Рассказ написан в июне-сентябре 1994 года. Это важно для понимания и реальной исторической ситуации, и в художественном контексте: крупномасштабные действия федеральных войск в Чечне еще не велись (они начались в ноябре-декабре), но будущая трагедия уже предугадана, предчувствована.
Название рассказа напоминает одноименные произведения А. С. Пушкина и Л. Н. Толстого. В пушкинской поэме присутствуют все атрибуты романтического жанра: таинственный пейзаж, безымянный герой, роковые обстоятельства, любовь с трагическим исходом и т. д. Жанровое определение «быль» в «Кавказском пленнике» Л. Н. Толстого обусловливает другую интонацию нарратива: «Служил на Кавказе офицером один барин. Звали его Жилин». В рассказе важны бытовые подробности плена: «на нем два татарина вонючих сидят», колодки, яма, вместо еды «непропеченное тесто, которым только собак кормят». Смысл произведения в противопоставлении характеров: сильного и слабого.

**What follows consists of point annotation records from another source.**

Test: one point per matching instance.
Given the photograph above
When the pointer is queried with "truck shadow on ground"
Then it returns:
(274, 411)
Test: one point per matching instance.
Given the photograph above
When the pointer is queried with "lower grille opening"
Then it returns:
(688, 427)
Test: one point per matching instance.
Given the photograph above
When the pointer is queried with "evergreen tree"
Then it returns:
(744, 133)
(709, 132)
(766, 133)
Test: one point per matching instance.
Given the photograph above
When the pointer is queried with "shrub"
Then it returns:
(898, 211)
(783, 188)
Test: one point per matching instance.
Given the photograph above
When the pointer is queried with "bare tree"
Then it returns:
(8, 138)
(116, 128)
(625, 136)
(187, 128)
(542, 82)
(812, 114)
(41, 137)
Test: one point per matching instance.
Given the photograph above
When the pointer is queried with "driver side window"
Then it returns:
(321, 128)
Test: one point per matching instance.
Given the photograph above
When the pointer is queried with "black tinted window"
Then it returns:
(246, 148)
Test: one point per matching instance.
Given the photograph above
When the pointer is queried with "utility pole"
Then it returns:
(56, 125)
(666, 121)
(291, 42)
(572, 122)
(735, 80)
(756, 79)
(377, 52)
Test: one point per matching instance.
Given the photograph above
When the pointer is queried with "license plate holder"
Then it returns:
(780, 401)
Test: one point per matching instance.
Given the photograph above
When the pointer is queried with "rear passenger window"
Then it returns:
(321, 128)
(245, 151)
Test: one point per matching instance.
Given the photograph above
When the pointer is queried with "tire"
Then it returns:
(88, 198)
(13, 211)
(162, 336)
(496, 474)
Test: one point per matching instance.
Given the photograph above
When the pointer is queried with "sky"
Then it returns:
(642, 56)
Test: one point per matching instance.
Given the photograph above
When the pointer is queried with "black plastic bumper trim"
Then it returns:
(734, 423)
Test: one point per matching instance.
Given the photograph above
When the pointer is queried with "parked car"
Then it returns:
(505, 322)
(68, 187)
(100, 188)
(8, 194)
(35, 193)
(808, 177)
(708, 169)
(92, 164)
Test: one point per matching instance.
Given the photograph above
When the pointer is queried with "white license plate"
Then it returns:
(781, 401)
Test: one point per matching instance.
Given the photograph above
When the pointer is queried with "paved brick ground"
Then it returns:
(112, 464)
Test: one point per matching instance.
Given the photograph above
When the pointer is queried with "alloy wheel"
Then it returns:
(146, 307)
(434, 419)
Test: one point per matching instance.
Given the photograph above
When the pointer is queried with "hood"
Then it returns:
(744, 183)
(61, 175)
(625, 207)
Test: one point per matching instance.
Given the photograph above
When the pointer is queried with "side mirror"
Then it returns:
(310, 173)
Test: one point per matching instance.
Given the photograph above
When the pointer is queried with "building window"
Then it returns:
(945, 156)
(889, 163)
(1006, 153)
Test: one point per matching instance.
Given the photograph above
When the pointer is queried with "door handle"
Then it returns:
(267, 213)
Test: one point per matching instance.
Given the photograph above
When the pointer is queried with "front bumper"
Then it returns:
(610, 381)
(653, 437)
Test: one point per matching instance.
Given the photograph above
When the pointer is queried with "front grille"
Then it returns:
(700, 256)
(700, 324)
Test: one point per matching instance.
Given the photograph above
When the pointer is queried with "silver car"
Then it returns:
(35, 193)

В маканинском рассказе объединены оба этих начала: романтическая коллизия с фатальным исходом реализована средствами «свирепого реализма». Подобное жанровое смешение характерно для писателей постмодернистской ориентации.
Название рассказа становится своего рода мистификацией, ожидание навязываемого этим названием типа фабулы не оправдывается (нет и намека на римейк, подобный фильму «Кавказский пленник»). Название рассказа указывает на провоцирующий характер обращения современного писателя к традиции русской классики, поэтому все навязываемые ассоциации оказываются ложными, сюжет развивается по антисхеме пушкинской поэмы, лермонтовских поэм кавказского цикла («Мцыри»), рассказа Л. Н. Толстого, поскольку нестандартна сама постановка проблемы и неожиданны, непредсказуемы повороты сюжета.
Само понятие «пленный» оказывается многозначным, экстраполируется на явления и частного, и общего ряда. В узком смысле — это юноша-боевик, взятый в плен федеральными войсками с целью обмена «пленных на пленных», и российский солдат Рубахин, оказавшийся в плену своего чувства. В широком смысле — чеченцы, ставшие заложниками политической аферы очередного «маленького Наполеона», и русский народ, оказавшийся своеобразной жертвой геополитических интересов и идеи территориальной целостности. Плен в метафорическом плане определяется писателем как слепота разума, неразвитое сознание, спящая душа, неразбуженное сердце, плен человеческих заблуждений и предрассудков становится причиной войны.
Смысл рассказа проявляется в столкновении оппозиционных начал (бинарных оппозиций): мир-война, Россия-Кавказ, равнина-горы, красота природы-безобразие смерти, единение-разобщение, любовь-ненависть и т. д.
Сюжет строится в соответствии с толстовским принципом контраста. Рассказ начинается с литературной фразы (из Достоевского) о том, что «красота спасет мир», которая выделена петитом, и натуралистически подробного описания смерти ефрейтора Бояркова: «Боевики застрелили спящего. Лицо без единой царапины. И муравьи ползали. В первую минуту Рубахин и Вовка стали сбрасывать муравьев. Когда перевернули, в спине Бояркова сквозила дыра. Стреляли в упор, но пули не успели разойтись и ударили кучно: проломив ребра, пули вынесли наружу все его нутро — на земле (в земле) лежало крошево ребер, на них печень, почки, круги кишок, все в большой стылой луже крови. Боярков лежал перевернутый, с огромной дырой в спине. А его нутро, вместе с пулями, лежало в земле»[61]. Предельно натуралистическое описание, наводящее на размышления о прозекторском столе в анатомическом театре, подчеркнутый антиэстетизм, явное нежелание считаться или хотя бы щадить чувства читателя свидетельствуют о нарушении равновесия в соотношении эстетических категорий, отсутствии нормы, намеренном уничтожении красоты, целесообразности художественных форм.